- Hold onto the fact until all dimensions arrive
- Create a dimension called ‘unknown’ or ‘not available’ with a primary key of -1
- Insert a dummy row in the dimension and populate it with whatever you can
For the sake of easy explanation, dimension location in project is used to demonstrate this idea. For this project, approach 1) and 3) are applied. The bottom line is that all Locations must be mapped before sales fact is populated into production database. In case when newly Location map can’t be found, a dummy location map is generated. This case is very reasonable, as the sales arrive earlier than the outlet file (called banner file) arrives. Sales data could be loaded 4 weeks earlier than banner file. Therefore, when banner file arrives, we need to have a process to allow user to resolve
1) dummy outlet, and
2) remap existed map when the map is confirmed wrong.

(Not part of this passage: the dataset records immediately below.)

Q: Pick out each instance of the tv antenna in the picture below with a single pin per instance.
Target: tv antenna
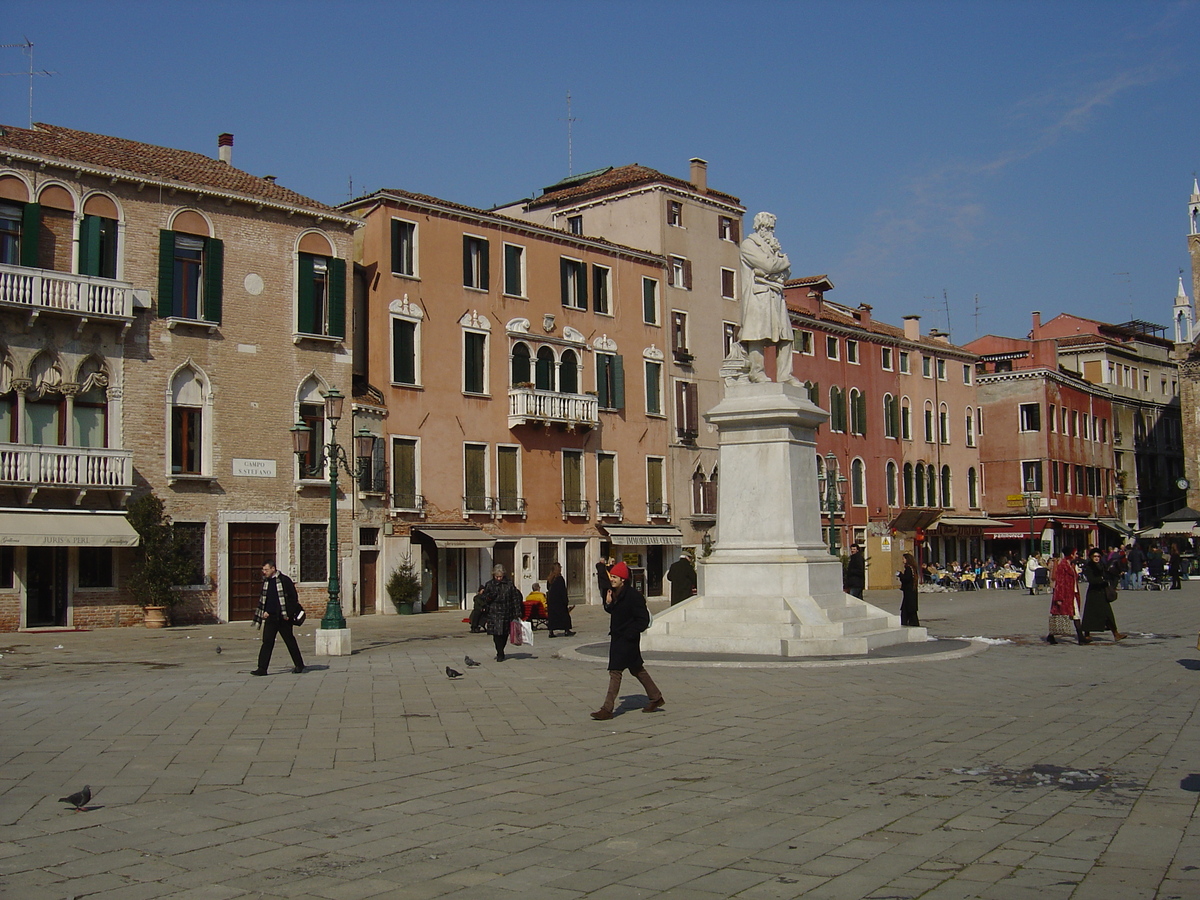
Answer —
(570, 147)
(28, 47)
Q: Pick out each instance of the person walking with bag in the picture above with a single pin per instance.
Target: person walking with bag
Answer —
(1065, 600)
(1097, 603)
(502, 606)
(279, 610)
(629, 618)
(909, 582)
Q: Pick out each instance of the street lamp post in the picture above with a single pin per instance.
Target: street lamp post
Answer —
(1031, 505)
(364, 447)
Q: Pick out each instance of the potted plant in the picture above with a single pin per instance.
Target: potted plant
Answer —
(161, 561)
(405, 587)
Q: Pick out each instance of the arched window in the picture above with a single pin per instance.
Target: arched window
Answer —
(891, 417)
(569, 373)
(544, 370)
(521, 365)
(837, 409)
(857, 412)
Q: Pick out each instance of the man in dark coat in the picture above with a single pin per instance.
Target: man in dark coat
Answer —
(628, 619)
(853, 577)
(682, 576)
(502, 605)
(279, 606)
(558, 610)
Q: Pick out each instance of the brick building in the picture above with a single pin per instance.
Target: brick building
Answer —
(167, 319)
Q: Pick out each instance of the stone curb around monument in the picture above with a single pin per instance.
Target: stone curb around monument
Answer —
(973, 647)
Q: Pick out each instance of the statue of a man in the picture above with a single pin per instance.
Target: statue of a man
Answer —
(765, 268)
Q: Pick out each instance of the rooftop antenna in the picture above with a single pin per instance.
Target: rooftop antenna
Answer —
(28, 47)
(570, 147)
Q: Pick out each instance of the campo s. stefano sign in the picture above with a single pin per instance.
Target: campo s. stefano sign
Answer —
(253, 468)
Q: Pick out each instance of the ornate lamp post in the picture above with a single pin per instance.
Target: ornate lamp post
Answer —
(1031, 505)
(364, 447)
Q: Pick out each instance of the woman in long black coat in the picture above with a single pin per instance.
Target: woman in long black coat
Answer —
(629, 618)
(558, 611)
(909, 581)
(1097, 609)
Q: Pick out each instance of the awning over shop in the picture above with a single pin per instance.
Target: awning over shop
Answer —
(1020, 526)
(642, 535)
(459, 538)
(66, 529)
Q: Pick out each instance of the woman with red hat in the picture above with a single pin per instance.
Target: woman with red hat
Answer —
(628, 619)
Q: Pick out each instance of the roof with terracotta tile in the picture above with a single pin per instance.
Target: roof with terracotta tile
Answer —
(522, 225)
(612, 180)
(148, 161)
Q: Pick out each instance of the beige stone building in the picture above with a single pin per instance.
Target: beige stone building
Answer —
(523, 376)
(167, 318)
(697, 231)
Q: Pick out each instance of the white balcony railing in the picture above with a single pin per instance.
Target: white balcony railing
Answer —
(77, 467)
(36, 289)
(531, 406)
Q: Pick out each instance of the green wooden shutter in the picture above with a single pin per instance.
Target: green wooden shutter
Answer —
(336, 297)
(30, 229)
(214, 279)
(166, 273)
(89, 245)
(305, 311)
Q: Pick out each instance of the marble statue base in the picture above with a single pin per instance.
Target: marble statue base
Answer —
(333, 641)
(771, 587)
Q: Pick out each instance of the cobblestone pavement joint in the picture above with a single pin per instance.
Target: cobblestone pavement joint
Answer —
(1018, 769)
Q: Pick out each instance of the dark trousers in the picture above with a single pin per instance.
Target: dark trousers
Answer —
(276, 625)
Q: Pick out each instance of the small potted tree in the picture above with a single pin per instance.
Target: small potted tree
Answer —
(161, 562)
(405, 587)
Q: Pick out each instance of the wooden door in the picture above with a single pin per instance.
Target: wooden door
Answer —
(369, 562)
(251, 544)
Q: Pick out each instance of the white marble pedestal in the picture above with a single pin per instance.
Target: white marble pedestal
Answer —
(333, 641)
(771, 587)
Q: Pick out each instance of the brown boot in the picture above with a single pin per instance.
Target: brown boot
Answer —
(610, 701)
(652, 691)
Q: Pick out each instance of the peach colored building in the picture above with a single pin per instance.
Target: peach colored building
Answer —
(166, 319)
(525, 393)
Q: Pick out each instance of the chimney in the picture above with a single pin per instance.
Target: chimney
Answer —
(912, 328)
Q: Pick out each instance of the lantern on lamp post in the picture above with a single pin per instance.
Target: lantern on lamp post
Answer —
(303, 443)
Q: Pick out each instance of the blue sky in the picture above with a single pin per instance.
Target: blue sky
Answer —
(1038, 155)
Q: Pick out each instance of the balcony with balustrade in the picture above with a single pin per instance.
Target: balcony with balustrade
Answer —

The issue here is how to reprocess data. Based on current ETL framework (or dataflow) below
INBOUND table == > HIST table == > BASE table == > AGGREAGTE table
There are two approaches: Reload files, or reprocess impacted records
- Reload files
This approach has a lot of disadvantages:
- Difficult to identify all impacted files, currently based on business user’s expertise
- There are too many files, each week has 11 wholesalers
- Process is very heavy
- Reprocess impacted records only without reloading files
This is an obviously better idea, however, this approach can only work when the HIST table contains original location identifiers or natural key from each wholesaler.

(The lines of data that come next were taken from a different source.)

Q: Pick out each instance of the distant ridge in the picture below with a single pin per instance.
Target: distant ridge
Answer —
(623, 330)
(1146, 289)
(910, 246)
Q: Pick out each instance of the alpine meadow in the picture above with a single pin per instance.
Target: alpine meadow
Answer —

Detail for reprocessing outlets:
- Based on newly maps and HIST table (with original location identifier column using normalized column name, or natural key) , the incremental dataset are identified.
- Rerun the incremental load, starting from
== > BASE table (with surrogate key)
== > AGGREAGTE table (with surrogate key)
The bottom line is that natural key (or original identifier) must be preserved for transaction reprocessing. The natural key should be saved into HIST table.